Crude oil prices continue to trade well above US$80 per barrel as oil production continues to lag behind pre-pandemic levels.

Unlike demand, which has bounced to those levels.

US domestic oil production – powered largely by the unconventional shale fields – has bounced back to 11.3 million barrels per day (MMbbl/d) after dropping to a low of 9.7MMbbl/d in May 2020.

This is still some ways off from the production of 12.8MMbbl/d in January 2020 and along with OPEC+ still enforcing its production cuts, means that production is trailing behind demand, which is currently above 21.8MMbbl/d in the US – the level it was at before COVID-19.

There may be some relief in sight, or at least activity that will keep crude oil prices from rising too high.

While US rig activity is still trailing the nearly 700 rigs that were operating in January 2020, the number has risen steadily from less than 200 in the summer of 2020 to the current 445 operating rigs.

However, even increased US and OPEC+ production is unlikely to put downward pressure on crude oil prices with Reuters noting that steep price declines are typically associated with formal recessions or mid-cycle slowdowns.

The news agency added there have been no instances in recent decades in which oil prices have spontaneously declined when supply caught up with demand without some form of economic slowdown.

Should the global economy continue expanding during 2022 and 2023, this is likely to cause crude oil prices and inflation to keep climbing.
 

Uranium outlook still positive

Oil isn’t the only energy commodity that’s staying strong.
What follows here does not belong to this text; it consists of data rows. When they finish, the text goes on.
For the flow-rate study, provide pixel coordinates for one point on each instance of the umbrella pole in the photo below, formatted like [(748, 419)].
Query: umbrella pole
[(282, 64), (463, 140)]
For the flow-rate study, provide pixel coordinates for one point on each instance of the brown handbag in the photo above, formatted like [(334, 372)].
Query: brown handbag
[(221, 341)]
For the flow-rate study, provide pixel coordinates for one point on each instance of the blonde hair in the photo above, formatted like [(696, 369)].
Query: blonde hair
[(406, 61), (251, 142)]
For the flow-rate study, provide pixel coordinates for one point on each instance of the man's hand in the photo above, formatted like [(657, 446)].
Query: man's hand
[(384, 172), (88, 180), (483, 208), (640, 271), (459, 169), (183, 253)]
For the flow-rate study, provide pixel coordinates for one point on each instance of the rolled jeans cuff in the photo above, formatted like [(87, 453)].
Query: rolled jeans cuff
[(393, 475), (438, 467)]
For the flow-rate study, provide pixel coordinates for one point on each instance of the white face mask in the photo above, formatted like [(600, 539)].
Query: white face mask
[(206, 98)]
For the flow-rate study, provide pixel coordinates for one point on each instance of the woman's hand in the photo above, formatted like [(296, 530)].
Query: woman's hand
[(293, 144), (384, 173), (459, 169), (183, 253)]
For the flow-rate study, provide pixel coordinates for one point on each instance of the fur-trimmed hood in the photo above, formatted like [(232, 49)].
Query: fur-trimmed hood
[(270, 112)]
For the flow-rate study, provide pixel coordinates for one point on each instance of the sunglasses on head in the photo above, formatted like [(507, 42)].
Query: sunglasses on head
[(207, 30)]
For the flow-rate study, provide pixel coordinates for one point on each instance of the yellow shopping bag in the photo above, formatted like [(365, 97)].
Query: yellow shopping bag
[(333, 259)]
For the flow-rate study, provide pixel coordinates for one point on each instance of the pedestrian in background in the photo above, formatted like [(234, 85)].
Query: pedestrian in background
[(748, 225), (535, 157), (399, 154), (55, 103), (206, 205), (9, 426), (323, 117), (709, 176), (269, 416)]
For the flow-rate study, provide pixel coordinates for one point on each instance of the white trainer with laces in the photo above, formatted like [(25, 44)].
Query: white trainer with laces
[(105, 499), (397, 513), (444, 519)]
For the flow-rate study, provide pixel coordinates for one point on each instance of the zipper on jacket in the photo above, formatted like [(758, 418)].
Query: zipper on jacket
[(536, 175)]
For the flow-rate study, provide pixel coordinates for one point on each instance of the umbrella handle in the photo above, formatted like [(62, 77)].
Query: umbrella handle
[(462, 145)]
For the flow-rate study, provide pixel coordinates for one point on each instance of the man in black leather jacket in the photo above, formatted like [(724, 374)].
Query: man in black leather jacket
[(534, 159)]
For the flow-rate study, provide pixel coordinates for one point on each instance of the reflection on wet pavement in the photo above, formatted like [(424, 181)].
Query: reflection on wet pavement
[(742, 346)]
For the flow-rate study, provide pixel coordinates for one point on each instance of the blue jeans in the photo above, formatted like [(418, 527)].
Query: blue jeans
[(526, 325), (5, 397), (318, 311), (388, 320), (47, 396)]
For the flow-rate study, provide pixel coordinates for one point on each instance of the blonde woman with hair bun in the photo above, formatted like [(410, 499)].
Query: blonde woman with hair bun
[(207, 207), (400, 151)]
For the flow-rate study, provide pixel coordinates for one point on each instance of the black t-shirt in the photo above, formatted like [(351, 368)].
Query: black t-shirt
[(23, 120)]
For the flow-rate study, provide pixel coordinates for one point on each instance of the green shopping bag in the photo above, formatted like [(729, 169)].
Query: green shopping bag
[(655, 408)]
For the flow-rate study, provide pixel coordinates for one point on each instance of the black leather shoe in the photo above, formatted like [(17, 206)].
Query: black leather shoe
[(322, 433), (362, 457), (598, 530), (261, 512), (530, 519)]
The outlook for uranium is also positive with Canadian uranium giant Cameco saying that long-term prices had increased by 28%.

It noted that spot prices had climbed by 46% since the end of June due to “the thinning of uncommitted primary supply as unexpected demand from junior uranium companies and financials has led to increased liquidity and better price discovery”.

This had resulted in increased interest by utilities in on-market contract activity as their focus shifted to securing material for their uncovered requirements.

At least two funds, the Sprott Physical Uranium Trust and ANU Energy OEIC, have been snapping up physical uranium on the spot market, which has kept the nuclear fire burning.
 

Coal tumbles

Meanwhile, the bottom has fallen out of coal prices after China’s National Development and Reform Commission said there was more room to adjust coal prices after its recent investigations into producers had found that production costs were significantly lower than current spot coal prices.

The most-traded thermal coal futures contract on the Zhengzhou Commodity Exchange closed down 8.6% on Friday before falling another 7.7% in the night session to US$147 per tonne, its lowest level since 10 September.

Adding further pressure, the NRDC noted that Chinese coal inventories had rebounded by 25 million tonnes from its end-September level to more than 100 million tonnes.

Rail and port loadings also indicate that further gains are likely.